Stochastic Calculus and Applications

Fall 2017, PSTAT 223A

Prerequisite to PSTAT 223B: Financial Modeling

Tu-Th 9:30-10:45 - HSSB 4202

	

Jean-Pierre Fouque

Office Hours: Wednesday 11:00--12:00 or by appointment

Office: South Hall 5504 fouque at pstat.ucsb.edu


Agenda:


Midterm exams: Tuesday October 24 and Tuesday November 21
Final exam: Tuesday December 12 (8-11am)

Week 1:

  • Thursday September 28: Brownian motion. Homework 1 due on Tuesday October 10: on pages 17-20: 2.8, 2.12, 2.13, 2.16, 2.17.

    Week 2:

  • October 3: Ito's integral (Chapter 3).
  • October 5: Ito's formula (Chapter 4). Homework 2 due on Tuesday October 17: on pages 37-42: 3.1, 3.4, 3.9, 3.18, and on pages 55-59: 4.1, 4.2, 4.5, 4.10, 4.11.

    Week 3:

  • October 10: Ito's formula (Chapter 4) continued.
  • October 12: Class given by Andrey Sarantsev: Stochastic Differential Equations (Chapter 5). Homework 3 due on Tuesday October 24: on pages 76-83: 5.1, 5.3, 5.5, 5.7, 5.11, 5.17, 5.18.

    Week 4:

  • October 17: Stochastic Differential Equations (Chapter 5) continued.
  • October 19: The filtering problem (Chapter 6).

    Week 5:

  • October 24: MIDTERM 1 (on Chapters 2 to 5) in class at 9:30AM, open documents.
  • October 26: The filtering problem (Chapter 6) continued. Homework 4 due on Tuesday November 7: 5.16, 6.2, 6.5, 6.8b + 6.9b (skip parts a; counts as a single question), 6.15

    Week 6:

  • October 31: Diffusions (Chapter 7).
  • November 2: Diffusions (Chapter 7) continued. Homework 5 due on Tuesday November 14: on pages 131-138: 7.1, 7.2, 7.4, 7.9, 7.18.

    Week 7:

  • November 7: Kolmogorov's backward and forward equations. Feynman-Kac formula. Resolvent (Chapter 8).
  • November 9: Chapter 8 continued. Homework 6 due on Tuesday November 21: on pages 171-175: 8.2, 8.5, 8.9, 8.10, 8.12, 8.13.

    Week 8:

  • November 14: Time change. Girsanov's transform (Chapter 8).
  • November 16: Girsanov's transform (Chapter 8) continued.

    Week 9:

  • November 21: MIDTERM 2 (on Chapters 6 to 8) in class at 9:30AM, open documents.
  • November 23: THANKSGIVING

    Course Outline

    An introduction to Brownian motion, stochastic calculus and stochastic differential equations. Diffusion processes, related partial differential equations and Feynman-Kac formula. Applications to filtering, stochastic control and mathematical finance.

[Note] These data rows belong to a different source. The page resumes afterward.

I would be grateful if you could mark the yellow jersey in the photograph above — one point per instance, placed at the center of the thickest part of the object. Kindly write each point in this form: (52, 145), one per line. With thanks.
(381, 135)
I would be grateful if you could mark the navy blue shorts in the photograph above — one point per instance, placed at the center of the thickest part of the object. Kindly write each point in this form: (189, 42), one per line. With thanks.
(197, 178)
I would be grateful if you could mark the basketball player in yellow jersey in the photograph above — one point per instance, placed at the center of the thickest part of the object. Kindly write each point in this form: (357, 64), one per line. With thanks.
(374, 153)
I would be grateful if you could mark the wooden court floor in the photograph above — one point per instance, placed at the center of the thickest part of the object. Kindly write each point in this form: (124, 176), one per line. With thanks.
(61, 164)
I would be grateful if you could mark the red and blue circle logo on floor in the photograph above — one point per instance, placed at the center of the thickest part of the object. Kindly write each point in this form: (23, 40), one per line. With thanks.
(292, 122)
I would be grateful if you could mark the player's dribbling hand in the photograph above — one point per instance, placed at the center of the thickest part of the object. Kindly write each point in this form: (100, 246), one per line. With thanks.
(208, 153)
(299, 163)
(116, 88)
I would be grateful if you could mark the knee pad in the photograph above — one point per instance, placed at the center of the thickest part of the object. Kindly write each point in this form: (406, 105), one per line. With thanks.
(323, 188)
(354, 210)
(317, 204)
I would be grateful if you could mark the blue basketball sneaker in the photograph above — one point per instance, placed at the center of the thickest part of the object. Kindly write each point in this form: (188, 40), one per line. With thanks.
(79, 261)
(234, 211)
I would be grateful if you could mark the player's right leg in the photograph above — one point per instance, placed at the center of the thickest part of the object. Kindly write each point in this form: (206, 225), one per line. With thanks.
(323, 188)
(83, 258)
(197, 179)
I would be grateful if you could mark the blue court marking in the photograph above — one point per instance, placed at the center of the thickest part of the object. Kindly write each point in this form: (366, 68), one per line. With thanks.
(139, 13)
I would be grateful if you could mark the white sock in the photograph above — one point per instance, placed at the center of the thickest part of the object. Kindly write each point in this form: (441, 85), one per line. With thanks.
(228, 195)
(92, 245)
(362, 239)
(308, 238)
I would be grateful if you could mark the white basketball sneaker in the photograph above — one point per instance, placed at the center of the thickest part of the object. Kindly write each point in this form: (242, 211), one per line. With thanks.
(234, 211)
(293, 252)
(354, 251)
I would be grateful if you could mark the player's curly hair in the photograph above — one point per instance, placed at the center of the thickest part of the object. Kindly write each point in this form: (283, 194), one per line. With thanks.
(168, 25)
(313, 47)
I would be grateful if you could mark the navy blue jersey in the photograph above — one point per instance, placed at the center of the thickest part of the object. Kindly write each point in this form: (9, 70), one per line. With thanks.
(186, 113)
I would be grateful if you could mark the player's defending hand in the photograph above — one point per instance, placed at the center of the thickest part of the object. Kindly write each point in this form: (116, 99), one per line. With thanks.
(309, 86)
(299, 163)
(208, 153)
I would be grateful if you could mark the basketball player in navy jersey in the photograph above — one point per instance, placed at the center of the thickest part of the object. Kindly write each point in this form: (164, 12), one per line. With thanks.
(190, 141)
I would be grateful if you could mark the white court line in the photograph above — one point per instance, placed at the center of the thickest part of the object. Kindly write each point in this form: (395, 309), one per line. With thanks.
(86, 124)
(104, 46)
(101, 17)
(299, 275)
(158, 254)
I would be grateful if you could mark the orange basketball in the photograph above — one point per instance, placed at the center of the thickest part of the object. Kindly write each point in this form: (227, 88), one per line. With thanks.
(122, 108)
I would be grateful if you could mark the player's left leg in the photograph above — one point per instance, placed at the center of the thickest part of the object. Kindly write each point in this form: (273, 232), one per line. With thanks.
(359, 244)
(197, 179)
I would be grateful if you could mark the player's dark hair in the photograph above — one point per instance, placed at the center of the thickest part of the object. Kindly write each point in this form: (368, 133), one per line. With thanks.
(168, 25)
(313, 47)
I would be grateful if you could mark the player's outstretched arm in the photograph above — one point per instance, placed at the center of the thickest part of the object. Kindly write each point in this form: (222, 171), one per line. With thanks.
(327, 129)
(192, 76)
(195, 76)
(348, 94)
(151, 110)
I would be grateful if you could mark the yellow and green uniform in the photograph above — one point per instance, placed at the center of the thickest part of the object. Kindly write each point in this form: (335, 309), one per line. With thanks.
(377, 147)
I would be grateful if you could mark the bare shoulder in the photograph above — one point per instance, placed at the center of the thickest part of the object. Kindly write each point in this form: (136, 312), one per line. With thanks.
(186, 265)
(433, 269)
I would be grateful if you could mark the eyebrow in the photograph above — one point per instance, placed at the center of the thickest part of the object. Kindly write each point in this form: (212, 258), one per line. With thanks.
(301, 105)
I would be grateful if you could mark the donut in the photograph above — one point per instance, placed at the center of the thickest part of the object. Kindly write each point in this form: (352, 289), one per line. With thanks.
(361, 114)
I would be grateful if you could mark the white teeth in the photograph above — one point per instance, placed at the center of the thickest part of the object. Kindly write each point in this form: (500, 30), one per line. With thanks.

    Prerequisites: PSTAT 213A-B-C (or equivalent first year graduate courses in Probability and Stochastic Processes.)

    Grading: Homework 30%, Midterms(2) 40%, Final 30%

    TEXT:
    Bernt Oksendal, Stochastic Differential Equations: An Introduction with Applications. Springer, 6th Edition (2003).